The correct economic argument is a bit more nuanced. Employees do not care about the cost of their benefits; they care about the benefits. If an employer can procure the same benefits at a lower cost, the employer need not increase wages one iota. In this regard, there is nothing special about health benefits. Suppose an employer offers employees the use of company cars. Workers don’t care what the employer paid for the cars, and if the employer can purchase cars at a deep discount, it will pocket the savings.

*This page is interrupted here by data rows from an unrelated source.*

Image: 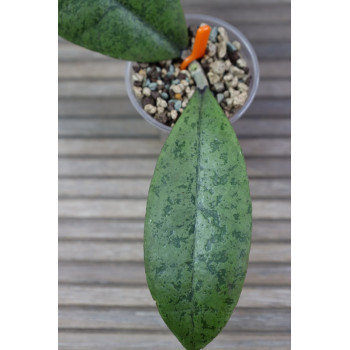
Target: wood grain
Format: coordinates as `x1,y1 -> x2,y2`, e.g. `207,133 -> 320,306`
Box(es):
58,306 -> 290,332
58,199 -> 290,219
58,285 -> 290,308
58,331 -> 290,350
58,138 -> 290,157
58,117 -> 290,138
58,262 -> 290,286
58,155 -> 291,178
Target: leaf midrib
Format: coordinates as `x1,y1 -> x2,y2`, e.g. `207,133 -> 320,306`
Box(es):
191,90 -> 204,345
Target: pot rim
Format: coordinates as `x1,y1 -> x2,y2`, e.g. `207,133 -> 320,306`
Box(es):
125,14 -> 260,133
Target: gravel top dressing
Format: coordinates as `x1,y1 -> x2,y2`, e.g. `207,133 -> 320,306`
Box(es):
132,26 -> 251,127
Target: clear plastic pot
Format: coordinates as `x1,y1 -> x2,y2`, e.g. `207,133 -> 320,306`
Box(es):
125,14 -> 259,132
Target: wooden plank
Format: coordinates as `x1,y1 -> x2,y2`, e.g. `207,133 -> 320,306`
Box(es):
58,285 -> 290,309
58,219 -> 290,241
58,307 -> 291,333
58,158 -> 291,179
58,178 -> 290,198
58,79 -> 291,98
58,331 -> 290,350
58,118 -> 159,138
58,62 -> 126,80
58,98 -> 291,117
58,118 -> 290,138
183,1 -> 291,26
58,38 -> 291,64
58,138 -> 290,157
58,60 -> 290,80
58,199 -> 290,219
58,261 -> 290,286
58,241 -> 290,263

Reinhardt may be wrong about the underlying economics, but he is correct in the big picture. Employers may have an incentive to reduce benefits costs yet they are passive purchasers. With a few exceptions, nearly every American corporation outsources its healthcare benefits to insurers and ASO providers and then looks the other way as the medical bills pile up. Sure, they complain about the high cost of medical care, but they don’t take direct action by aggressively shopping for lower provider prices. Doesn’t this passivity demonstrate a lack of interest? No more so than the fact that auto makers do not aggressively shop the lowest rubber or silica prices implies that they are disinterested in the costs of tires and windows. Auto makers outsource the production of tires and windows (and most other inputs) and let the Michelins and PPGs of the world worry about rubber and silica prices. By the same token, American companies outsource the production of insurance and let the Blues and Uniteds of the world worry about provider prices. This is entirely appropriate.

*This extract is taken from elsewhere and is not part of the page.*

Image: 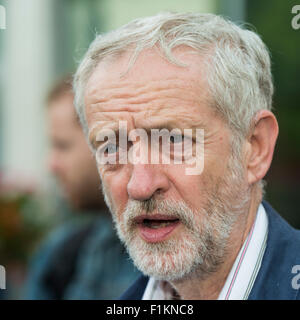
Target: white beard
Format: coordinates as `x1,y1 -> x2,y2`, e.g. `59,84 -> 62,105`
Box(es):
103,154 -> 250,281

Could employers do more to reduce healthcare spending? Employers have dramatically increased deductibles in recent years, and this has had some effect (though no one is certain just how much.) Employers tried forcing employees into narrow network plans in the 1990s, mostly in the form of HMOs, but employees rebelled against the lack of choice. (Some of you may remember the “Patients’ Bill of Rights” that Congress nearly enacted.) I don’t expect too many employers to repeat that mistake. Employers might offer cheaper plans alongside expensive ones, but they probably won’t pass most of the savings on to employees. For one thing, employers want to keep most of the savings for themselves. Perhaps more problematically, there is a growing body of evidence that this could lead to an adverse selection death spiral that would disrupt employee choices.

It is hard to imagine that American businesses have been willfully negligent about healthcare spending. If only by accident, some employers would be worried about health spending. And if worrying about costs was enough to actually lower costs, then those that worried would outperform their competitors and gain market share. By now, every American would be working for a company that worried about health spending. The logic is pretty compelling: America’s firms are worried about health spending and are appropriately outsourcing these worries to insurers.

So why are medical costs and medical prices so high? I could give a list but this has been discussed ad nauseum so I will not repeat it here. Employer-sponsored insurance is on the list, but largely due to tax deductibility. If employers are otherwise on the list, they are towards the bottom.